Dynamic capillary pressure effects: experimental evidence and computational investigations

Laboratory data for the relationships between capillary pressure, saturation, and relative permeability are usually collected under static conditions. Flow processes, however, do not occur under static conditions. For the relations to be unique and thus independent of dynamics effects, the relations must be unaffected by flow conditions under which they are measured. There is ample experimental and theoretical evidence that this is not always the case, and that dynamic effects could be important. In this presentation, we first show that there is convincing experimental evidence that dynamically-measured capillary pressure curves deviate significantly from statically-measured curves. Often the deviation has been attributed to experimental difficulties and/or non-uniqueness of parameter estimation. We provide a different and physically-based interpretation of these deviations based on a capillary pressure - saturation relationship that takes into account dynamic effects.
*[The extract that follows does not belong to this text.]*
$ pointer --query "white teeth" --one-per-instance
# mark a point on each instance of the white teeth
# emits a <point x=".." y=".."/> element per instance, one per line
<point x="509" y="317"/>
Data reported in the above-mentioned experiments are used to estimate the value of the dynamic capillary pressure coefficient appearing in this relationship. Subsequently, a dynamic pore-scale network model is used to investigate pore-scale processes which lead to such deviations. The model results are used to obtain values for the dynamic capillary pressure coefficient, and these are compared to coefficients derived from experimental evidence. We find that the numerical results give coefficients that have the same order of magnitude as those found in experiments.